2. Critics weigh in on NSO's human rights plan
In signaling a human rights focus, the NSO Group is facing an uphill battle. That's in part because of the industry's history of subverting rights policies — like when Italy quietly gave Hacking Team a global license to circumvent international export standards on commercial spyware.
The big picture: If NSO is true to its word and genuinely wants to address human rights, it will need to overcome a history of friction with civil society groups that has created an antagonistic relationship where it needs collaboration instead.
What they're saying: The NSO human rights plan reads, "We are committed to ongoing dialogue with all relevant stakeholders ... including organizations promoting the rights to privacy, freedom of opinion and expression."
The other side: "Claims they’ve been dealing with civil society are light," said Danna Ingleton of Amnesty International. In fact, major human rights groups and NSO haven't agreed on preconditions to start meetings, which the groups require.

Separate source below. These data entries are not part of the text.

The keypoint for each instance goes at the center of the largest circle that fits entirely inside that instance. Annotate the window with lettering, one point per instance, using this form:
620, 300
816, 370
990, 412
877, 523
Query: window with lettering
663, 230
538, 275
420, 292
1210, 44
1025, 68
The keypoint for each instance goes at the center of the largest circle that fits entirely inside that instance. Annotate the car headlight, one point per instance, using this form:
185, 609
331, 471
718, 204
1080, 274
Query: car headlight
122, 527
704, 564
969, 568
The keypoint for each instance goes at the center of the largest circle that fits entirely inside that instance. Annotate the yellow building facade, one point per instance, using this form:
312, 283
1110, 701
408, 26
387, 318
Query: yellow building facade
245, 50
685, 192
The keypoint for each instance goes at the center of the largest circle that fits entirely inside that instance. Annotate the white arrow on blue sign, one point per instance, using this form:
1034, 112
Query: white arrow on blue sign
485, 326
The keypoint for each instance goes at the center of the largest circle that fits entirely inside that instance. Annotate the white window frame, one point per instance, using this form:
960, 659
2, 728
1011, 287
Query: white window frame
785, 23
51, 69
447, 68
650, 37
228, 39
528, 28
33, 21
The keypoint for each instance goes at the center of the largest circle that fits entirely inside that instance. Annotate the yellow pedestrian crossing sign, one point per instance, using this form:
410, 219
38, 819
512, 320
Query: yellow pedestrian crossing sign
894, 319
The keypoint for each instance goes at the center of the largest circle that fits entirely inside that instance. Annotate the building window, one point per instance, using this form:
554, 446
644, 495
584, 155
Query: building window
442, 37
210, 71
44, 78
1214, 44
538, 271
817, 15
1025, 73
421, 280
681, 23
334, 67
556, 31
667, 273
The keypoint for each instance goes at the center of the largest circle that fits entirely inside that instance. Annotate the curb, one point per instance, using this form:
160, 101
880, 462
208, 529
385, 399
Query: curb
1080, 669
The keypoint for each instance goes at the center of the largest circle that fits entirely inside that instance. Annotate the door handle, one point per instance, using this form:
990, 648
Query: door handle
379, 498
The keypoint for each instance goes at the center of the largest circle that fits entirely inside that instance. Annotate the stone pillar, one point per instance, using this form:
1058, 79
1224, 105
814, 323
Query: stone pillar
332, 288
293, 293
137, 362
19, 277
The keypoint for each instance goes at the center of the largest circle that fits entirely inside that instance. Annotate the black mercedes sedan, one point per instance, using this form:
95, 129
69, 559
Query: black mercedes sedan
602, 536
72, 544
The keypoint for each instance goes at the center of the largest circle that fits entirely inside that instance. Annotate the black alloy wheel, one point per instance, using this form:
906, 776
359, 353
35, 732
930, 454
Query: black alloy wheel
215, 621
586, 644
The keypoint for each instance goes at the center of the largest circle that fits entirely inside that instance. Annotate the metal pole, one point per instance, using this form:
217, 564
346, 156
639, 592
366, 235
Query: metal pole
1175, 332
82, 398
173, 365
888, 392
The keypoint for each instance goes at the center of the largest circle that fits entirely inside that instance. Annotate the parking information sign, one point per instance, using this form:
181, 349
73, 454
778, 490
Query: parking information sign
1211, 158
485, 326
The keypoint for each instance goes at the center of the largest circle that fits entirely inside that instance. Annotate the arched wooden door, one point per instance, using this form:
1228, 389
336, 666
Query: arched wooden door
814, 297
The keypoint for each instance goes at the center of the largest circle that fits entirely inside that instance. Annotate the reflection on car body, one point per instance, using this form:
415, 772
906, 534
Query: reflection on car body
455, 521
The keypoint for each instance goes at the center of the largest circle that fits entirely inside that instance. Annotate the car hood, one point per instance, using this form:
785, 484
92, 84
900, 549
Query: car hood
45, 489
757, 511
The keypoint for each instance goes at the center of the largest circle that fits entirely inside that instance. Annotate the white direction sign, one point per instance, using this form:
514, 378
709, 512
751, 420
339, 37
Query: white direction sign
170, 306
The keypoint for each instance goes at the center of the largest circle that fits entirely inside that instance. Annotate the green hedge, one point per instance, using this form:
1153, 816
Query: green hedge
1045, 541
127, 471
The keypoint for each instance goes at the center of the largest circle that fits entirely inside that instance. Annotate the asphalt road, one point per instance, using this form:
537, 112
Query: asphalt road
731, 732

NSO's new human rights policy includes (as I reported on Tuesday):
- Commitments to align business policies with the International Bill of Human Rights, the International Labor Organization’s Declaration on Fundamental Principles and Rights at Work, and the UN Guiding Principles on Business and Human Rights.
- Promises to research potential clients and decline to sell to those with too many red flags.

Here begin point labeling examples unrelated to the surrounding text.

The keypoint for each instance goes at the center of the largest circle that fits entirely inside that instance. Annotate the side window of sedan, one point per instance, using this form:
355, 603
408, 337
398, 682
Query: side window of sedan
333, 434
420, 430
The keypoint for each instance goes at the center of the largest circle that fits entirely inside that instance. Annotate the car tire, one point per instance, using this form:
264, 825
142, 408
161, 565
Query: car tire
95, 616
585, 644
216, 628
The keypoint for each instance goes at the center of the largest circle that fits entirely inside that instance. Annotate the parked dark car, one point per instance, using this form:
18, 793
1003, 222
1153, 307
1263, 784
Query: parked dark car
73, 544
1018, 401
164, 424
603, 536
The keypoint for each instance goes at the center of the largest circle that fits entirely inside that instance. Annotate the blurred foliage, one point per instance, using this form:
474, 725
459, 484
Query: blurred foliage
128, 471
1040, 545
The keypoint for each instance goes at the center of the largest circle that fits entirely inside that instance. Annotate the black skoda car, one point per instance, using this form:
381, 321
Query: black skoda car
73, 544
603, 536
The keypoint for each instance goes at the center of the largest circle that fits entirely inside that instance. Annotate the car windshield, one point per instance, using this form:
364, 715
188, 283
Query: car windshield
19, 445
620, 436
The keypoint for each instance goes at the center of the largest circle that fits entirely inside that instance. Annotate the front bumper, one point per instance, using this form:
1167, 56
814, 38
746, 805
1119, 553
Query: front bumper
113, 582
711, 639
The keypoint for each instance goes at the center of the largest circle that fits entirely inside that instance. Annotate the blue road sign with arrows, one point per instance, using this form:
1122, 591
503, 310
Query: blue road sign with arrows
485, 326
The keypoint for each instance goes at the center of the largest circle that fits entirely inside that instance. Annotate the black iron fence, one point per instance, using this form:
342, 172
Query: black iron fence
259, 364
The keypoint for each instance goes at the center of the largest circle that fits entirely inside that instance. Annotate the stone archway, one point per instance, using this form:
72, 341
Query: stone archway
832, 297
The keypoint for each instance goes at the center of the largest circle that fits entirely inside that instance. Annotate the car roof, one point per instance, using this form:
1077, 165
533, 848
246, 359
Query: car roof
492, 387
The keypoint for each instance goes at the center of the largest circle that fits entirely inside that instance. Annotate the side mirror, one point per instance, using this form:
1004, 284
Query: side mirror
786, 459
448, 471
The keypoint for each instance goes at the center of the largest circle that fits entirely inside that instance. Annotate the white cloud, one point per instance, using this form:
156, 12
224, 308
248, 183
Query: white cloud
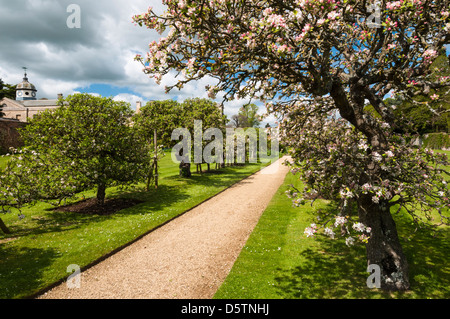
102, 51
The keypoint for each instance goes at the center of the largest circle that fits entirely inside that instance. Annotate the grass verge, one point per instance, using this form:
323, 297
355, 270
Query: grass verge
280, 262
45, 243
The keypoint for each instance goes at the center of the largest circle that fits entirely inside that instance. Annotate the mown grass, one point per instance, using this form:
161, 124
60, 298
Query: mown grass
45, 242
280, 262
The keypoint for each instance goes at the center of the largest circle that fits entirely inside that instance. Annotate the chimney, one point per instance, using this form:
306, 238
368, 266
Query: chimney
138, 106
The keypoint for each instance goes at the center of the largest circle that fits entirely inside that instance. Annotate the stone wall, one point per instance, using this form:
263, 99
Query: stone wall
9, 135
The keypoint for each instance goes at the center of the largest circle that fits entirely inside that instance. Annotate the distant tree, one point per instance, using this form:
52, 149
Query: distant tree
206, 111
247, 116
313, 59
90, 139
155, 123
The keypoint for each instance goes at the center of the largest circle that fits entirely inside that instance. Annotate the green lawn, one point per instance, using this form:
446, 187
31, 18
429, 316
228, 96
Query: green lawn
3, 160
280, 262
45, 243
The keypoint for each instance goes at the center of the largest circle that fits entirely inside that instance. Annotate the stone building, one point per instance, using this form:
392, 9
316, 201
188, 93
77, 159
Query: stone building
26, 105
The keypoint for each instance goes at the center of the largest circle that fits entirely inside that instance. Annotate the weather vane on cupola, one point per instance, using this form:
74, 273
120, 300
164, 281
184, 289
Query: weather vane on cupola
25, 90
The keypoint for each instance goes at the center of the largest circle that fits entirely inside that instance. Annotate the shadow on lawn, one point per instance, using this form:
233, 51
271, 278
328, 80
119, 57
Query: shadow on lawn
24, 271
337, 271
52, 221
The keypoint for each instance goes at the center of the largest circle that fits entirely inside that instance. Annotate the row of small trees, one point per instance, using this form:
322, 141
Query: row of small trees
93, 142
322, 58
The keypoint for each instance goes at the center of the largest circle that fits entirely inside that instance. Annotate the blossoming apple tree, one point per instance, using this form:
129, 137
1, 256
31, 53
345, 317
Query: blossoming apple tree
318, 63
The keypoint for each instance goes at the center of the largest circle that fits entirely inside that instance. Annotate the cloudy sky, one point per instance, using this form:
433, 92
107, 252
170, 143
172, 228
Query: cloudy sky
96, 58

- An external whistleblower program to identify misuse, providing a formal mechanism to contact the firm.
- A promise to engage with civil society groups.

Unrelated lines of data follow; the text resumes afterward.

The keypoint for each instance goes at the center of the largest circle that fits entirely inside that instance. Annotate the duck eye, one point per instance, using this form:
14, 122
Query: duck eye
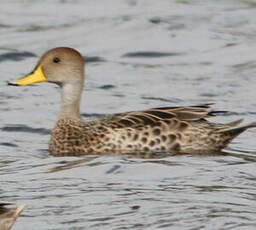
56, 60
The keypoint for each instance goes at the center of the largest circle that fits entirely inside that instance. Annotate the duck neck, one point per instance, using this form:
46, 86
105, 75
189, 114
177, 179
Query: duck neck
70, 101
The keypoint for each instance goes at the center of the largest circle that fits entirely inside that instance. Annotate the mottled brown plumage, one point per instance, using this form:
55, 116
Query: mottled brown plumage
169, 129
8, 216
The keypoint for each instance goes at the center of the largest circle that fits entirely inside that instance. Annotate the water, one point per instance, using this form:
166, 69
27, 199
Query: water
141, 54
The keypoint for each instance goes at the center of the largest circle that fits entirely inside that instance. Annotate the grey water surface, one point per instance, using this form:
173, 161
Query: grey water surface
140, 54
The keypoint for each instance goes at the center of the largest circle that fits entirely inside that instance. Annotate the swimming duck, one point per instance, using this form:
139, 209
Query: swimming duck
8, 216
167, 129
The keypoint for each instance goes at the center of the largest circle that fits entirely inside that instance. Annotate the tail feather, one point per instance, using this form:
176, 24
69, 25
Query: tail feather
235, 131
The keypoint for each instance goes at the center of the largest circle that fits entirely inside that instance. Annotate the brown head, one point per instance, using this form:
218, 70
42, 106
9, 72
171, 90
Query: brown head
59, 65
65, 67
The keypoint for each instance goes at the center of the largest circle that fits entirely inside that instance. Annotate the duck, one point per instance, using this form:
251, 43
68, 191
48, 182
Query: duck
183, 129
8, 216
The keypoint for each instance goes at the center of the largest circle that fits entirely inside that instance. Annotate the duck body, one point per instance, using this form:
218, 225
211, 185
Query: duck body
174, 130
168, 129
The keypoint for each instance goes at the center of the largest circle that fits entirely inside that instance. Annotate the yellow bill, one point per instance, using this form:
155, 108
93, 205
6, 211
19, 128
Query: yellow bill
34, 77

Yes, but: Several human rights experts noted that the NSO Group is not taking public responsibility for abuses in the past, which the experts see as critical to the process of starting anew. NSO, however, might need to violate contractual confidentiality agreements in order to do this.
- The firm does acknowledge that it has terminated 3 contracts with clients in the past over product misuse.
The external whistleblower process does not address how to incorporate law enforcement into the process, which John Tye of Whistleblower Aid found odd.
- "[Y]ou should consult a lawyer and consider reporting the violation to an independent law enforcement agency or investigative body," he said via email.
- "It is strange that NSO Group's "External Whistleblowing Policy" does not imagine a role for independent law enforcement investigations."
- The NSO Group told Codebook that the whistleblower process was conceived of as being separate from the law enforcement process, and the company believes that law enforcement is the proper adjudicator for many complaints.
NSO doesn't have internal mechanisms to detect misuse, to the frustration of the experts we spoke to.
- For a problem to be investigated, a victim of wrongful surveillance would have to discover, analyze and report NSO's stealthy malware on their own — something that is by design unlikely.
- NSO argues that looking over the shoulders of intelligence agencies would be legally dubious, and hopes to screen out potential misusers before it sells its products to them.
The bottom line: The general sense among civil society groups is that if NSO is serious about protecting human rights, the company will need to demonstrate it through deeds, not statements.
Editor's note: This story has been updated to include NSO's responses to criticisms of the whistleblower process and the absence of internal mechanisms, and also to note that the requirement for preconditions in meetings between NSO and human rights groups comes from the groups' side.